Pod mutations

Pod mutations

What are pod mutations?

Pod mutations is a Cast AI feature that simplifies Kubernetes workload configuration and helps optimize cluster resource usage. It allows you to define templates that automatically modify pod specifications when they are created, reducing manual configuration overhead and ensuring consistent pod scheduling across your cluster.

Why use pod mutations?

Managing Kubernetes workloads at scale presents several challenges:

  • Complex Configuration Requirements: As clusters grow, manually configuring pod specifications becomes increasingly time-consuming and error-prone. Each workload may need specific labels, tolerations, and node selectors to ensure proper scheduling and resource allocation.

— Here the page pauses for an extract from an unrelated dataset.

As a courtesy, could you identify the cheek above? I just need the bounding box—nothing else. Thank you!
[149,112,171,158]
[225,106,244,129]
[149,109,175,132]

  • Legacy System Integration: When onboarding existing clusters to Cast AI, workloads sometimes need to be reconfigured to take full advantage of cost optimization features. This traditionally requires updating deployment manifests, which can be automated using pod mutations.

  • Resource Fragmentation: Without standardized pod configurations, clusters can become fragmented with too many node groups, leading to inefficient resource utilization and increased costs.

Pod mutations address all of these challenges.

How it works

Pod mutations allow you to define templates that automatically modify pod specifications when they are created. These templates can:

  • Apply labels and tolerations
  • Configure node selectors and affinities
  • Link pods to specific Node Templates
  • Consolidate multiple Node Templates
  • Set spot instance preferences

The pod mutations controller, called the pod mutator, runs in your cluster and monitors pod creation events. When a new pod matches the configured filters, the controller automatically applies the defined mutations.

Installation

Install using the console

  1. Upon selecting a cluster from the cluster list, head over to Autoscaler --> Pod mutations in the sidebar.
  2. If you have not installed the pod-mutator controller yet, you will be prompted with a script that you need to run in your cluster's cloud shell or terminal.

Install using Helm

  1. Add the Cast AI Helm repository:
helm repo add castai-helm https://castai.github.io/helm-charts
helm repo update
  1. Install the pod mutations controller:
helm repo add castai-helm https://castai.github.io/helm-charts
helm upgrade -i --create-namespace -n castai-agent pod-mutator \
castai-helm/castai-pod-mutator \
--set castai.apiUrl="https://api.cast.ai" \ 
--set castai.apiKey="${API_KEY}" \
--set castai.clusterID="${CLUSTER_ID}"

Advanced installation options

The pod mutator supports the configuration of its webhook reinvocation policy. This controls whether the pod mutator should be reinvoked if other admission plugins modify the pod after the initial mutation.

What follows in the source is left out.